Sonic Cinema

Sounds, Visions and Insights by Brian Skutle

Insidious

Grade : A Year : 2011 Director : James Wan Running Time : 1hr 43min Genre : , ,
Movie review score
A

In the immortal words of Riggs and Murtaugh, I’m too old for this shit. That’s what I couldn’t get out of my head while watching the new film from writer Leigh Whannell and director James Wan, who began the “Saw” franchise in 2004. They have moved on since then, with the unseen-by-me “Dead Silence” and now this movie. Even without “Saw’s” unrelenting gore, these two know how to make a guy squirm in his seat. Like I said, I’m getting too old for this shit.

The movie begins like many horror movies before it: A family has moved into a new house. Meet the Lamberts: Josh (Patrick Wilson), the dad, is a teacher; Renai (Rose Byrne), the mom, is a stay-at-home songwriter; and they have three children: Dalton (Ty Simpkins), Foster (Andrew Astor), and little baby Cali. As they settle in, strange things begin to happen– nothing too off-the-wall for a horror movie, just your typical creaking floors, strange voices, and leering shadows that don’t need to be there. One day, little Dalton lands in a coma after he is followed by these strange things up to the attic. However, it is not quite a coma, and as the Lamberts are going to find out, this isn’t your typical haunted house.

Sadly, the trailers have already tipped you off to one of the big revelations of the film, but Wan and Whannell (who appears as part of a research team) have several more in store, and that is where “Insidious” becomes less “Paranormal Activity” cheap scares and more “Drag Me to Hell” horror tour de force. Nothing about “Insidious” is “cheap.” With each moment, Wan builds up the tension for both the family in the film and the audience watching them and springs us into an even more dramatic scenario once the truth of the family’s terrors comes to the surface.

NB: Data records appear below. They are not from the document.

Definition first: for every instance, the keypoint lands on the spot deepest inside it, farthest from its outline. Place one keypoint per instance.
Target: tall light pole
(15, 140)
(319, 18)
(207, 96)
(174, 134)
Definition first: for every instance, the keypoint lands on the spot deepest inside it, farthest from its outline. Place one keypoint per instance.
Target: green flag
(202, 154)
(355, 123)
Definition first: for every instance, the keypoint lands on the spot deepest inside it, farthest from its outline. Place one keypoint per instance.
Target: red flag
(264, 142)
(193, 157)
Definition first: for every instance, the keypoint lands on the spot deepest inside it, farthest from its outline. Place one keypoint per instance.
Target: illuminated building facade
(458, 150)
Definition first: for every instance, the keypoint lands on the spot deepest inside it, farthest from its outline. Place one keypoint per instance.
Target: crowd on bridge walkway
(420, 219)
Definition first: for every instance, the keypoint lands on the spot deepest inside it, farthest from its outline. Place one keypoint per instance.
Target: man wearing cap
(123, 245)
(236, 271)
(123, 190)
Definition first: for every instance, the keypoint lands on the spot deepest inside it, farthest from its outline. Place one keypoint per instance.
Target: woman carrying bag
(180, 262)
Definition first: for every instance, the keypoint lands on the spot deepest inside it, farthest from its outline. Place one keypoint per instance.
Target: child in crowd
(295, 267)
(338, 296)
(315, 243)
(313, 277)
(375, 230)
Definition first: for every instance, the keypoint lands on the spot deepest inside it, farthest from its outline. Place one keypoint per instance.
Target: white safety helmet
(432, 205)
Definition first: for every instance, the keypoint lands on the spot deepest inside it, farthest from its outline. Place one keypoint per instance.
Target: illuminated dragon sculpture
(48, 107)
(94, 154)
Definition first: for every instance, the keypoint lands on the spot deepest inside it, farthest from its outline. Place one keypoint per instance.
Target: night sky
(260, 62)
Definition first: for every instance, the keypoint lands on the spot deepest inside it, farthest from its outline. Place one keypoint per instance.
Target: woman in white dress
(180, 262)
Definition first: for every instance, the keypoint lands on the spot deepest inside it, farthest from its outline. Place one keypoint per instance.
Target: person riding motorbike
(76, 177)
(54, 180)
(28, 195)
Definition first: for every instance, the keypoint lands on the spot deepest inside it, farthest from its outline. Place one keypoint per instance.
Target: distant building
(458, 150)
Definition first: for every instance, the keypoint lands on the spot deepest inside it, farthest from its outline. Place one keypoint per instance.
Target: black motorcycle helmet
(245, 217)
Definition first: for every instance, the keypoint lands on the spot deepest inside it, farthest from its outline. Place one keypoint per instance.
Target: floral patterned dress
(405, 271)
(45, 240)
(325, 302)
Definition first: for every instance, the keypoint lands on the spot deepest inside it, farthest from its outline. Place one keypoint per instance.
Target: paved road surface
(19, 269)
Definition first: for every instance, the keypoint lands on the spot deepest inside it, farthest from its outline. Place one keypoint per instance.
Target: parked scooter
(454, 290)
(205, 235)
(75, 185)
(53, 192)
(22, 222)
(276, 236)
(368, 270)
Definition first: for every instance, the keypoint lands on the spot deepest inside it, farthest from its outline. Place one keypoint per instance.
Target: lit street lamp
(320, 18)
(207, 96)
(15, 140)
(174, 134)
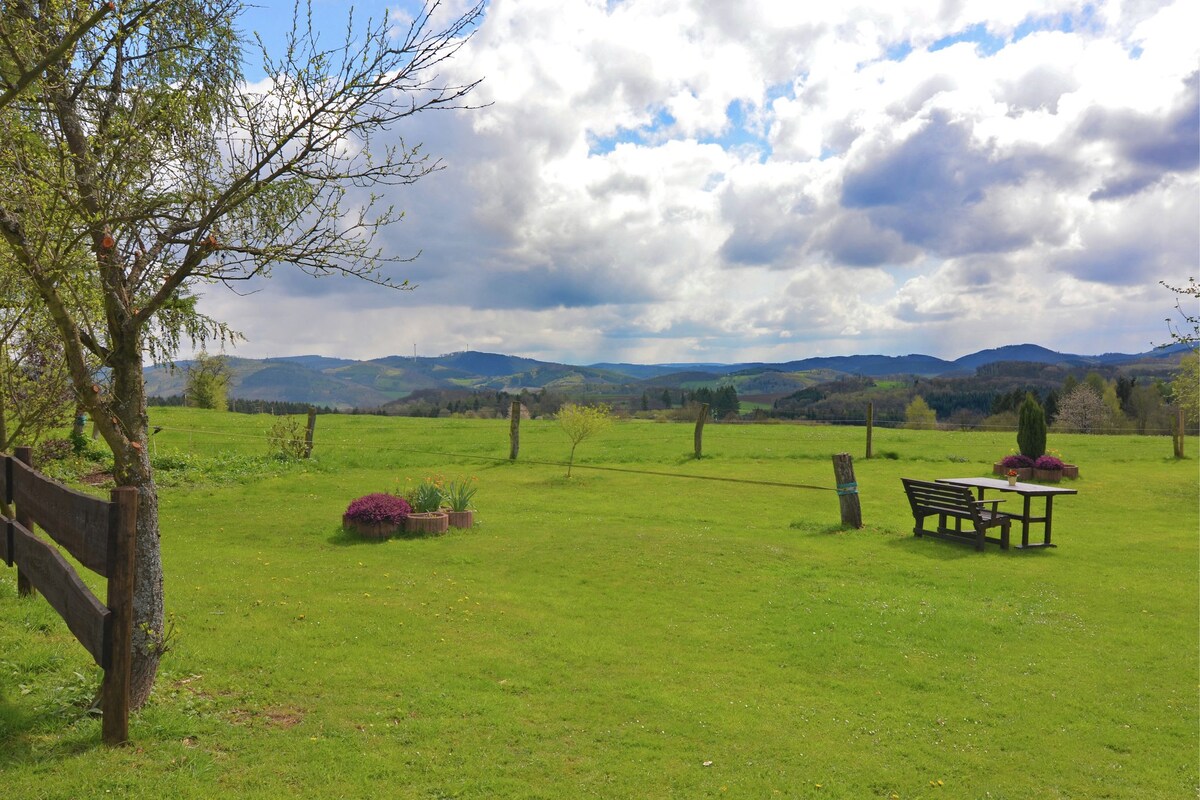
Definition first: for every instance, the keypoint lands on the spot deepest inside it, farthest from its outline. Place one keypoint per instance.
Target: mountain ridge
(347, 383)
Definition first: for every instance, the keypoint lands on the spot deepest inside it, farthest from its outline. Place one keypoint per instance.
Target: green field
(623, 635)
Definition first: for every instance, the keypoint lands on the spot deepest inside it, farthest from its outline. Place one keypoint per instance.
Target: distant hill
(345, 383)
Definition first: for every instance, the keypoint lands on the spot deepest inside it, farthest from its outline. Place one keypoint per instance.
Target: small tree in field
(581, 422)
(918, 416)
(1031, 428)
(208, 383)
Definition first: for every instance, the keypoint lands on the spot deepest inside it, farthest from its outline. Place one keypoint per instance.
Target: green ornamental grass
(641, 630)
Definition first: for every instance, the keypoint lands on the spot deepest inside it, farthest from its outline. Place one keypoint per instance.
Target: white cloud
(864, 192)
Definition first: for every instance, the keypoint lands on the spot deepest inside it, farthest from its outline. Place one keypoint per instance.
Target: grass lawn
(622, 635)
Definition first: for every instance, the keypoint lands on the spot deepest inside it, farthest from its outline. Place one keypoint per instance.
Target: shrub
(1048, 462)
(1031, 428)
(1017, 462)
(52, 450)
(426, 497)
(378, 507)
(287, 439)
(459, 494)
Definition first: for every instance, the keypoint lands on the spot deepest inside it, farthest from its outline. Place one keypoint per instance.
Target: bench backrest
(941, 498)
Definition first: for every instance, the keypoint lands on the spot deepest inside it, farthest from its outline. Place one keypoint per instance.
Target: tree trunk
(132, 468)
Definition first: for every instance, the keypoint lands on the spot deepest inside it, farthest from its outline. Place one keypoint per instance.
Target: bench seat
(947, 501)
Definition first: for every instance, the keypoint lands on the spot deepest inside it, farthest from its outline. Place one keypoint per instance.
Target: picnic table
(1027, 492)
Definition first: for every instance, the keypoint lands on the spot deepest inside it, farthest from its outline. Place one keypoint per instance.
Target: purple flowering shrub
(1017, 462)
(378, 507)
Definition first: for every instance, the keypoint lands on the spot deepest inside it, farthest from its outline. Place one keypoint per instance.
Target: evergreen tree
(1031, 428)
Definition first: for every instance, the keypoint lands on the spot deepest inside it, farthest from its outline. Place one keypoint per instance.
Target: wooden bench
(929, 498)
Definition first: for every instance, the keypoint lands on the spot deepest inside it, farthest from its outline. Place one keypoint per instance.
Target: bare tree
(141, 164)
(16, 72)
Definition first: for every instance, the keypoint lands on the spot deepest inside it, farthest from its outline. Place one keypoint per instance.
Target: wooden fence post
(847, 491)
(307, 433)
(700, 428)
(115, 690)
(870, 426)
(24, 588)
(514, 429)
(1179, 432)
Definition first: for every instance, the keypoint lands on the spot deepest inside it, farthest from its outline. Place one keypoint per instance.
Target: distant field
(624, 635)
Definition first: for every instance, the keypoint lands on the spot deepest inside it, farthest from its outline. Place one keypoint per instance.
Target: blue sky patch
(985, 42)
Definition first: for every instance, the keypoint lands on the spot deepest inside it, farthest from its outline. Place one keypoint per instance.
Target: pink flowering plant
(1017, 461)
(378, 507)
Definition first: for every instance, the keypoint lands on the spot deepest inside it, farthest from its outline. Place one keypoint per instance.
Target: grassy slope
(609, 635)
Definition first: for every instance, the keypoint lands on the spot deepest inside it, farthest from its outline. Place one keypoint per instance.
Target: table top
(1031, 489)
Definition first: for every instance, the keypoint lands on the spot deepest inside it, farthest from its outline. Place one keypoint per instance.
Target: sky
(719, 181)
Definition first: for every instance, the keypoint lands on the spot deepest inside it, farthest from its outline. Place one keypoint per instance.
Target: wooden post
(115, 690)
(847, 491)
(24, 588)
(700, 428)
(307, 433)
(514, 429)
(870, 426)
(1179, 432)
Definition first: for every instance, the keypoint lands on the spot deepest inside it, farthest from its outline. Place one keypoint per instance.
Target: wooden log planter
(376, 530)
(461, 518)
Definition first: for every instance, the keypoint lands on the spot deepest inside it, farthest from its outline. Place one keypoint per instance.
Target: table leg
(1025, 523)
(1049, 510)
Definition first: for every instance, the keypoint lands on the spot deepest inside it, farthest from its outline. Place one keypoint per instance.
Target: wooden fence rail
(101, 536)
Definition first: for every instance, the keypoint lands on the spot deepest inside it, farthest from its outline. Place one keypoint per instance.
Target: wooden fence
(100, 535)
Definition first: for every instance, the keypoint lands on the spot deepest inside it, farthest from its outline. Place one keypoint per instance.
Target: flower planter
(433, 522)
(1023, 473)
(371, 529)
(461, 518)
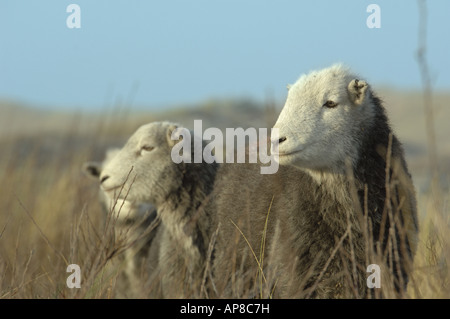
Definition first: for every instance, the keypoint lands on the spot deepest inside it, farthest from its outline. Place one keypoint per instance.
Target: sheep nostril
(104, 178)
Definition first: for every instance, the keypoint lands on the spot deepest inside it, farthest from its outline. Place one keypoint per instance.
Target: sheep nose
(103, 179)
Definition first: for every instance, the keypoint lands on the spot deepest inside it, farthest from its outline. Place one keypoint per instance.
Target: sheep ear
(92, 169)
(357, 91)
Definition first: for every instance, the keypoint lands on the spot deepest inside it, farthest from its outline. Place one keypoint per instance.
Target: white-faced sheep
(136, 227)
(341, 200)
(145, 171)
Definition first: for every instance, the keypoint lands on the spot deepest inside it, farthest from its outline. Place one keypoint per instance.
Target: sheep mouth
(287, 153)
(112, 189)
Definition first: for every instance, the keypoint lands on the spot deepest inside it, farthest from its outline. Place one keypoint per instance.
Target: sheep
(145, 171)
(341, 200)
(137, 222)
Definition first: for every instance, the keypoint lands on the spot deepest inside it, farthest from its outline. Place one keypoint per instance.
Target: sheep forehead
(152, 132)
(319, 86)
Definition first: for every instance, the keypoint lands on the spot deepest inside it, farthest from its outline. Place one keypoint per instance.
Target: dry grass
(50, 216)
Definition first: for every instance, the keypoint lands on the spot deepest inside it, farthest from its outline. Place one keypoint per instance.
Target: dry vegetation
(50, 216)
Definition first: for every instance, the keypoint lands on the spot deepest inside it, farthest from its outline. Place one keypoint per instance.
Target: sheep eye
(330, 104)
(147, 148)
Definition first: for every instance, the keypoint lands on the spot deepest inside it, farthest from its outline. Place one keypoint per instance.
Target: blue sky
(152, 54)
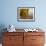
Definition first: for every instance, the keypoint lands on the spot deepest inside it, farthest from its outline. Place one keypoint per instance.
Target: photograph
(26, 14)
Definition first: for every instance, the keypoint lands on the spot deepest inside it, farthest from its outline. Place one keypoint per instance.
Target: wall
(9, 13)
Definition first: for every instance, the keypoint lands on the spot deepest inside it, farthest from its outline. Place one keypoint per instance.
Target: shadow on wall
(2, 26)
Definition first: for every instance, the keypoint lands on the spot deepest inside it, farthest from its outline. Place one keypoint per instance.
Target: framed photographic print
(26, 14)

The faint of heart need not apply; though it doesn’t trade on blood and guts (the PG-13 is not a sign of weakness in this film), the film is all about intensity and suspense, using visual effects sparingly but effectively, relying on traditional camera trickery rather than non-stop CGI. This is one of those films that causes fits of nervous laughter at moments when the viewer knows they should be screaming, like a brilliant scene in which a ghost is running around the house toward a climax that is unexpected and truly terrifying rather than just the same-old same-old. Wan, making his best film in a career that also includes the underrated “Death Sentence,” has studied the craft of the scary movie well.

What makes “Insidious” a throwback-style masterpiece (i.e. a throwback to the days before the hack-and-slash style of cinema that came to a head in “Saw” took over) is more than just Wan’s direction and Whannell’s narrative inventiveness, however. Like most other great films (and admittedly, this is a somewhat loose use of that adjective), it comes down to the story and characters, and we do care about this family, so we are sucked into this otherworldly situation in which they are forced to make some difficult choices and leaps of faith in order to keep their family intact. These choices include one in particular when Josh’s mother (Barbara Hershey) shows her son some childhood photographs she had hidden away. I wouldn’t dream of sharing where it goes from there; all I will say is that even the most cynical genre fan won’t see it coming.